In school essays, page counts were my worst enemy. I’d do anything and everything possible to hit the minimum, which usually meant adding all the fluff I could to my writing.

The trick to getting away with it was to craft the fluff in such a way that it didn’t look like fluff. How? Stretch out relevant information as far as I could! This often meant explaining characters and plot points in excruciating detail, or adding completely unnecessary adjectives and adverbs.

Why it’s bad:

If I had to boil down the most common writing advice I’ve heard into one tip, it would be: be concise. I should say what I want as briefly and gracefully as possible. There’s no place for pointless fluff in good writing.

Moving on.

2. Bigger words are better words

Inflating illusory intelligence while obfuscating meaning with the utilization of sesquipedalian vocabulary is one of the myriad techniques employed by feckless essayists such as my past self.

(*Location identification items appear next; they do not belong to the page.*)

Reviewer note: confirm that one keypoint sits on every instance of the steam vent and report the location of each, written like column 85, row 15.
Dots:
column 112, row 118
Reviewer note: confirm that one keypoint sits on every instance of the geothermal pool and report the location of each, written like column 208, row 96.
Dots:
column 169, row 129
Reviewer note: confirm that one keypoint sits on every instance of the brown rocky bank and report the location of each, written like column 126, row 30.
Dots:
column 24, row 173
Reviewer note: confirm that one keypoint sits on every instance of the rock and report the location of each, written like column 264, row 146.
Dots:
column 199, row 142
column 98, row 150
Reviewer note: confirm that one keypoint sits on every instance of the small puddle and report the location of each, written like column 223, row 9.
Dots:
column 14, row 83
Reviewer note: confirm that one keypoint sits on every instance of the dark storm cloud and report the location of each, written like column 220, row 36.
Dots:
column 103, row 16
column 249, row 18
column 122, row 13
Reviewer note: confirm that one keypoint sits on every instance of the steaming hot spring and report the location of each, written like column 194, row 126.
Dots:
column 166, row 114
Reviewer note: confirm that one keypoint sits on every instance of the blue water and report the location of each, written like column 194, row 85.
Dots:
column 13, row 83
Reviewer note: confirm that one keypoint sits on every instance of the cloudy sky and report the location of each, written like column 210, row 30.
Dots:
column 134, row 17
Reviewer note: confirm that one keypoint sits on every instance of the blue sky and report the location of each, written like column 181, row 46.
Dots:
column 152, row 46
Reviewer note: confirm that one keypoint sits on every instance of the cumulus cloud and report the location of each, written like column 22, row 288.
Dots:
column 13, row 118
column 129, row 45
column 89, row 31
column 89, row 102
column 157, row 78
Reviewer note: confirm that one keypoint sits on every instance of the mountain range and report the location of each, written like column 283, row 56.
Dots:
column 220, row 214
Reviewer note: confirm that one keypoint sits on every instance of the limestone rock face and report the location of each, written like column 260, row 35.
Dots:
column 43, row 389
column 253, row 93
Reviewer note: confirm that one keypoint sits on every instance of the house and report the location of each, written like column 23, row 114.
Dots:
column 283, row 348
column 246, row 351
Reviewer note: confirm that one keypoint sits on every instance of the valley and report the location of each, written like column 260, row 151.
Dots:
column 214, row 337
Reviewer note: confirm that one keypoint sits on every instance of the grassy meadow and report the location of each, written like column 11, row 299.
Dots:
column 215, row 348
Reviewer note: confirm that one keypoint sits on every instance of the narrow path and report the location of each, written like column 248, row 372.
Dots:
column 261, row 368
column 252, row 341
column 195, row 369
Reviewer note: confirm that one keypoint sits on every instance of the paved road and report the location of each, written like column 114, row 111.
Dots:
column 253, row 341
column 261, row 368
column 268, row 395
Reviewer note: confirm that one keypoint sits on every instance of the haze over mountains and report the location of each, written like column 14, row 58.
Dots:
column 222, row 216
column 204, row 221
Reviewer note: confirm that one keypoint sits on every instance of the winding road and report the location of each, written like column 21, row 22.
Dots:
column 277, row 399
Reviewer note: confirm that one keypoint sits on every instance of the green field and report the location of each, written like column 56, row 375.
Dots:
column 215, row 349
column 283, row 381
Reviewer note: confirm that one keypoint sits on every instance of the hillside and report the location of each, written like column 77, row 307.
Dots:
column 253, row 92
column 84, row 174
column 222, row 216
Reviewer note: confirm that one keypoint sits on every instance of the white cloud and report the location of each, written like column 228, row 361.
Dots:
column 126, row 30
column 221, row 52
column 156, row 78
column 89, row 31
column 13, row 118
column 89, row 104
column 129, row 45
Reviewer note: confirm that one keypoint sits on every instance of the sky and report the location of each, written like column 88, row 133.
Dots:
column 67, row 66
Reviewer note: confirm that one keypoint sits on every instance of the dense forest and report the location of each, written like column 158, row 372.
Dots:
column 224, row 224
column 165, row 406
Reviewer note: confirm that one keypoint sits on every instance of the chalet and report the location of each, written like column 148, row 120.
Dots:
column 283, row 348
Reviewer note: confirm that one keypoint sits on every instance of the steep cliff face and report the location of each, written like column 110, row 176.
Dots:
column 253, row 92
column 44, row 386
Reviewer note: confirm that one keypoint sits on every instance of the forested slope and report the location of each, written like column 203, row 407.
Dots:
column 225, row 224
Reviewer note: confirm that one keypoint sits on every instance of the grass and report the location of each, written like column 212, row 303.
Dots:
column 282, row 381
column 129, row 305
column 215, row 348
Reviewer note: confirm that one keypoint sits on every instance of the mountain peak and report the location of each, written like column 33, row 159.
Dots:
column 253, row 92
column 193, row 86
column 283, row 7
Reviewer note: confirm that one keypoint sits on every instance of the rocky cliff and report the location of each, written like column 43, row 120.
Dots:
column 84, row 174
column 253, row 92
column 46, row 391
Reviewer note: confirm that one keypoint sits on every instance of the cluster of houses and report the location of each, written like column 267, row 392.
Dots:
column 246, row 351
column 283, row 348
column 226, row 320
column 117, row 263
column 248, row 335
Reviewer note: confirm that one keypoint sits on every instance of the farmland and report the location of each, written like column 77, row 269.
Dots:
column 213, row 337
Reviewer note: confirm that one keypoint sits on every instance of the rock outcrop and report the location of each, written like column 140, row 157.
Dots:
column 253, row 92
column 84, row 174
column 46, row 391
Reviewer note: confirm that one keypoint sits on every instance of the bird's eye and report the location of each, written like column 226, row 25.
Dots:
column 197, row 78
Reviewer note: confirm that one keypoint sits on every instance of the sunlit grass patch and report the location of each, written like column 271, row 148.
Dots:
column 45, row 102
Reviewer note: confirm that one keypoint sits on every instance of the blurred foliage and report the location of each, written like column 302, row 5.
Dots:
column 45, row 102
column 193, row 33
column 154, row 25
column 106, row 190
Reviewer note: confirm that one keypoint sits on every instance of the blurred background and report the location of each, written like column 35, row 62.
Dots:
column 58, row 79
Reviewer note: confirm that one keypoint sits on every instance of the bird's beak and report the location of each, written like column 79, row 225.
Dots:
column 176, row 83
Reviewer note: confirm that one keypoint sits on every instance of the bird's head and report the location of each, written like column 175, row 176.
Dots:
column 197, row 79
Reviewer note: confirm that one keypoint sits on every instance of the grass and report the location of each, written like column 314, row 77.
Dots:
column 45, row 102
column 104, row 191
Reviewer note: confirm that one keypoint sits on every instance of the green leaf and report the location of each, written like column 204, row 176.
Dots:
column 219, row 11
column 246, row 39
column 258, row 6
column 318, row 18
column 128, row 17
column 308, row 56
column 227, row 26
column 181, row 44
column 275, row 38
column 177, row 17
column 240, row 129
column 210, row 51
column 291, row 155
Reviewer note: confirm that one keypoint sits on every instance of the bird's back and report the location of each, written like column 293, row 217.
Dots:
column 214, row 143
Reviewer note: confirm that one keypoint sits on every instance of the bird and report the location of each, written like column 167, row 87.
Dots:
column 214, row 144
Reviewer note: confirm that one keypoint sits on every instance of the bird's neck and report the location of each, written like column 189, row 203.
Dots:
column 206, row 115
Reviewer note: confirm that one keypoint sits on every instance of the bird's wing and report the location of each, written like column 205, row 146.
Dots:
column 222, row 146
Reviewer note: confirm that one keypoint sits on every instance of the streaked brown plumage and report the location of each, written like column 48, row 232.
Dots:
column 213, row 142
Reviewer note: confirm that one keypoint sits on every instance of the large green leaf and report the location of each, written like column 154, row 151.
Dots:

Translation: one of my bad essay writing habits was using unnecessarily big words to describe something that could have been communicated just as well with simpler terms. Why? To sound smart and hide the fact that most of what I was saying was nonsense.

Why it’s bad:

To be clear, there’s nothing wrong with big or complicated words, especially if they convey what you’re saying more precisely than a simpler word. But I still find this decorative doublespeak bleeding into my writing. And that’s a big problem.

Complex words can elevate writing if used deliberately. But throwing them around willy-nilly just makes my writing more inaccessible to the average reader. If I want my message to reach as many people as possible, I need to make sure it’s easy to understand.

3. Make nonsensical connections

More often than not, the connections I had to make between text and meaning in order to support whatever ridiculous thesis I’d come up with at the eleventh hour were more weak than Harold Hill’s intentionally-ridiculous argument that a pool table would lead to youth corruption in The Music Man.

“Trouble with a capital T and that rhymes with P and that stands for pool!”

In my experience, you can argue pretty much anything about anything if you argue it forcefully enough.

Hell, in college I came up with a pretty in-depth joke theory that the film The Wizard of Oz was actually an allegory for World War Two written by a somewhat inept and confused time-traveler who then went further back in time to write the rest of the Land of Oz books under the name L. Frank Baum just to throw people off. (If you’re interested, I posted most of it on TV Tropesfor the lulz.)

Why it’s bad:

While pretty much anything went in literary interpretation provided my professor believed it too (see below), I feel that my writing now should strive towards some kind of truth. I can’t just make up crap to sound smart or unique or creative; I should genuinely believe what I’m saying.

Which brings me to my last point.

4. Your audience’s beliefs are your beliefs now

I learned very quickly that the key to passing a course was to accurately read my professor’s views and cater my arguments to them. I think this is a common survival tactic amongst English students.

Some of what I considered the better-written papers early in my college career got iffy grades. Generally this was because my professor didn’t like my thesis and the arguments I tried to support it with.

However, I found that if they agreed with the thesis, it didn’t matter how weak my arguments were. I’d already won their approval and the good grade to go with it.

In the end, essays are subjective — that’s the nature of the game. In a way I’d have been a fool not to learn how to play.

Why it’s bad:

Look, there’s something to be said for knowing my audience. I’m writing for them. I need to understand what their thoughts, beliefs, and needs are.

But I’m writing for myself, too.

I shouldn’t just say whatever I think my readers want to hear. I should be sharing something of myself with them — my genuine feelings, loves, fears, and overall understanding of the world.

There’s no shortage of people ready to create an echo chamber for their audience in exchange for fame, accolades, or money. It’s so easy even an empty room can do it.

But that’s not what I want to do. I want to provide what only I can provide as a writer, and that means knowing my own beliefs and sticking to them. Otherwise I’m not creating something valuable; I’m just making noise.